Species of gastropod

Turbonilla juani is a species of sea snail, a marine gastropod mollusk in the family Pyramidellidae, the pyrams and their allies.

==Description==
The bluish-white shell has a broadly elongate conic shape. Its length measures 4.2 mm. There are at least two whorls in the protoconch. These are planorboid and have their axis almost at right angles to that of the succeeding turns, in the first of which they are about half immersed. The seven whorls of the teleoconch are appressed at the summit with a strong sloping shoulder, which extends over the posterior fourth of the space between the summit and the suture, the rest is flattened. They are marked by strong, rounded, distantly spaced, almost vertical, axial ribs of which 14 occur upon the first and 12 upon all the remaining, excepting the last, which has 14. The ribs form cusps at the anterior angle of the
shoulder, anterior to which they become enfeebled. The intercostal spaces are shallow, about 2| times as wide as the ribs. They are marked by closely spaced microscopic spiral striations only. Immediately behind the aperture on the last turn, the ribs become obsolete. The suture is moderately impressed. The periphery of the body whorl is rounded. The base of the shell is prolonged. It is marked by the continuation of the axial ribs, which become evanescent before reaching the middle. The aperture is narrowly oval. The posterior angle is acute;. The outer lip is thick within. It is provided with three lamellar denticles on the inner surface.
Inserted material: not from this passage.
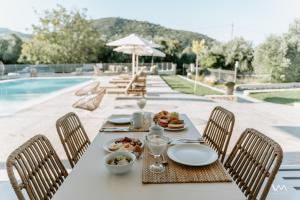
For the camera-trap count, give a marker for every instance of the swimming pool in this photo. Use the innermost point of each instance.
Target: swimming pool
(15, 93)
The inner lip is short, strong decidedly revolute continuing posteriorly into the very strong parietal callus, which becomes disjunct from the preceding whorl at the outer edge, which renders the peritreme complete. The inner lip is provided with a strong oblique fold at its insertion, while the parietal wall bears a short fold about halfway between this and the posterior angle of the aperture. This fold on the parietal wall is characteristic for this species.

==Distribution==
The type specimen was found in the Pacific Ocean off Magdalena Bay, Baja California Sur.